Thread T9 (mpv/playback co) created by T4 here:
    #0 0x7f89f2d73633 in __interceptor_pthread_create /build/gcc/src/gcc-5.2.0/libsanitizer/asan/asan_interceptors.cc:179
    #1 0x7f89f10ea86d in mpv_initialize (/home/max/projects/rar-streamer/mpv/build/libmpv.so.1+0x8286d)
    #2 0x60d00005af6f  (<unknown module>)
    #3 0x7f89f2dea39a in __sanitizer::MmapFixedNoReserve(unsigned long, unsigned long) /build/gcc/src/gcc-5.2.0/libsanitizer/sanitizer_common/sanitizer_posix.cc:168

Thread T4 created by T0 here:
    #0 0x7f89f2d73633 in __interceptor_pthread_create /build/gcc/src/gcc-5.2.0/libsanitizer/asan/asan_interceptors.cc:179
    #1 0x7f89efebd492 in __gthread_create /build/gcc/src/gcc-build/x86_64-unknown-linux-gnu/libstdc++-v3/include/x86_64-unknown-linux-gnu/bits/gthr-default.h:662
    #2 0x7f89efebd492 in std::thread::_M_start_thread(std::shared_ptr<std::thread::_Impl_base>, void (*)()) /build/gcc/src/gcc-5.2.0/libstdc++-v3/src/c++11/thread.cc:149

==11960==ABORTING
ghost commented 8 years ago

Probably not related. Please open a new issue. Redoing the run with debug infos would also be helpful. (I can try doing the same on nvidia drivers, but not today.)

Gusar321 commented 8 years ago

LIBVA_DRIVER_NAME=gallium works for r600g and maybe nouveau as well.

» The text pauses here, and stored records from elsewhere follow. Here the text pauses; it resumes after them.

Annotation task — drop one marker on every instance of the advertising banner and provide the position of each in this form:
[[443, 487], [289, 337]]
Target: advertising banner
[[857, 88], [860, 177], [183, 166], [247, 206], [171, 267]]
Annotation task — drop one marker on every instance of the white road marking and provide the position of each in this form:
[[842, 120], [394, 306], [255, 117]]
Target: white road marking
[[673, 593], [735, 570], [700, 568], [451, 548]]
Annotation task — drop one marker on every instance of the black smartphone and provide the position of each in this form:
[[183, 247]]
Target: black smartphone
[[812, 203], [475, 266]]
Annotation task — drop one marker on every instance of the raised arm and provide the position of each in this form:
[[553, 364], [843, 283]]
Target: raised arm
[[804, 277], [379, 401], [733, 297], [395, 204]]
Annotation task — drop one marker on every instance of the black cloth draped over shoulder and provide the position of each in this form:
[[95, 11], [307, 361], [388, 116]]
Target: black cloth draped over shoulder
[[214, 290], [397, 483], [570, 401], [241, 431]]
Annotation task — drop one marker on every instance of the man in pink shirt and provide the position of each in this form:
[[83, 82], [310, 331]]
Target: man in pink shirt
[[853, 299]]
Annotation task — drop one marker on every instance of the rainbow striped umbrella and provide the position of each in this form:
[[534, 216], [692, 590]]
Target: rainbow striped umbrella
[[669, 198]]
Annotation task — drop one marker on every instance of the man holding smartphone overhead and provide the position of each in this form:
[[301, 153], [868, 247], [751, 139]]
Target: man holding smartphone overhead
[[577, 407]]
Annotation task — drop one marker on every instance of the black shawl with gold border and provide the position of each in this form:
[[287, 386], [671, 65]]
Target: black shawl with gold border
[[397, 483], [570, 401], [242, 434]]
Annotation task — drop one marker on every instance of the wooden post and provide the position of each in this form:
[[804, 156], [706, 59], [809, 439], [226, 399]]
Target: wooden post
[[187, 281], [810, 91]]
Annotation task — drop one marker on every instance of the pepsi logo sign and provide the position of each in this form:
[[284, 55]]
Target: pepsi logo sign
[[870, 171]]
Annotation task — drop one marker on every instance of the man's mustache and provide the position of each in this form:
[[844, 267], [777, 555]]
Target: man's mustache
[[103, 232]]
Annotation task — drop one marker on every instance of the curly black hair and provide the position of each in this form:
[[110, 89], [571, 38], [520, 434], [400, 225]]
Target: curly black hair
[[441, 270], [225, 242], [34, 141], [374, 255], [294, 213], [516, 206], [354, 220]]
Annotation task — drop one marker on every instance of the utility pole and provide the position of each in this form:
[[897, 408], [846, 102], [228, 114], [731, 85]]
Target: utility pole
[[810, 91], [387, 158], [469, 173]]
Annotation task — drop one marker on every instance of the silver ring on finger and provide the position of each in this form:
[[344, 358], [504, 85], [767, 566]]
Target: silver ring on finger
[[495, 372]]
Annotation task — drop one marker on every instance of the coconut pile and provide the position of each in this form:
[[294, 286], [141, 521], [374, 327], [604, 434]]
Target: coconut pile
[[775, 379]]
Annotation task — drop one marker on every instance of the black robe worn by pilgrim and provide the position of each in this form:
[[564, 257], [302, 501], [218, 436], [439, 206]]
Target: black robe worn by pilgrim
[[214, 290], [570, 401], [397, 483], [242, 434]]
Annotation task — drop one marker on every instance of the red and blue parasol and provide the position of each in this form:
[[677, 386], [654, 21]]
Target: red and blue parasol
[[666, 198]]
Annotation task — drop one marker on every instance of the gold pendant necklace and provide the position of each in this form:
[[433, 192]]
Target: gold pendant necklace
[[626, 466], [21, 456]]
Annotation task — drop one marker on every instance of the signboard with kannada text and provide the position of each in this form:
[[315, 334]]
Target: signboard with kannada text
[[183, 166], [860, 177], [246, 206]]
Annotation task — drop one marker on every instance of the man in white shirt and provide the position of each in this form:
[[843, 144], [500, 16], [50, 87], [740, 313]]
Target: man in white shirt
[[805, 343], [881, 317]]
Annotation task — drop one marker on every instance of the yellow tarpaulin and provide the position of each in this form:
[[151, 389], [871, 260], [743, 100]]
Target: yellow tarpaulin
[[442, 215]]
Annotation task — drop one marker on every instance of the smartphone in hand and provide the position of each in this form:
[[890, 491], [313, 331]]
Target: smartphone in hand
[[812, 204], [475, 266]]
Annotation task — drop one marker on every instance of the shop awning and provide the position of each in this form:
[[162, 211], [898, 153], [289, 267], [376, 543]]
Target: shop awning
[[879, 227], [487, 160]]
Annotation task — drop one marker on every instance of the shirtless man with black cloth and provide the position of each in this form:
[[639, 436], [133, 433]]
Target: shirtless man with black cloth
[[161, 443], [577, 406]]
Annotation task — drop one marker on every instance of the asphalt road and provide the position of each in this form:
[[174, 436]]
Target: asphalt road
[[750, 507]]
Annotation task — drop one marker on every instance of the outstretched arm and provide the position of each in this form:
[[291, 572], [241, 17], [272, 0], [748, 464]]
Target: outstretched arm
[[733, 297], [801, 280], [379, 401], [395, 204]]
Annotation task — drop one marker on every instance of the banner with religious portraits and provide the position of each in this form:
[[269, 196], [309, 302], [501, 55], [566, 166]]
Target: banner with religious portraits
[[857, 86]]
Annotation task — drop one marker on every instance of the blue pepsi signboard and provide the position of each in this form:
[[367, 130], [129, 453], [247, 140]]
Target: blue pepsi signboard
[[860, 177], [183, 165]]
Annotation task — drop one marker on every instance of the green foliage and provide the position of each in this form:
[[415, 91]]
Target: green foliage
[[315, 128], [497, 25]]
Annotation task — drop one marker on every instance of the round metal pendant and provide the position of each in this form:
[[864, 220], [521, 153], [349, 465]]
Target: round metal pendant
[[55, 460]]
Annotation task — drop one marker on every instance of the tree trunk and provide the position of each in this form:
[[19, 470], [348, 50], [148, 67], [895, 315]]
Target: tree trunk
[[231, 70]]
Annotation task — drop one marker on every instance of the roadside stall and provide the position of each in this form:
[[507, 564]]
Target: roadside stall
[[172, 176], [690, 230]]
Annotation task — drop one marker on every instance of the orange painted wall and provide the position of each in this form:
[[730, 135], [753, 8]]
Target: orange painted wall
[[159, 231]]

Not yet for nouveau, but there are patches on the mesa mailing list. Right now radeonsi and r600 work.

AndyFurniss commented 8 years ago

@ LateAdopter Thanks, should have thought of using env.

I played more with this with older mesa - still exists.

Also what I said above about vdpau and vaapi --vo being OK is not correct. They are OK for normal use, but playing 2160p unscaled on 1080p monitor, then grabbing the image and repeatedly moving as fast as possible, will eventually produce similar, though short lived corruption.

I can reproduce this specific test using mplayer.

It only happens with hwdec, all --vo with swdec are OK.

As already noted this seems to be related to not being fast enough. It is just about possible for me using experimental (=with issues) powerplay kernel on my uvd v5 card to play >200mbit 2160p60 x264 with opengl-hq and with cpu/gpu clocks forced high there is no corruption.

Since other radeonsi/r600 cards have working power management and UVD < v5.0 is limited to 1080p I doubt they would see this even if it's there for them (I guess someone could force clocks to low to test).

ghost commented 8 years ago

Could be a race condition, or some sort of buffer starvation. (But I have no clue how the driver works.)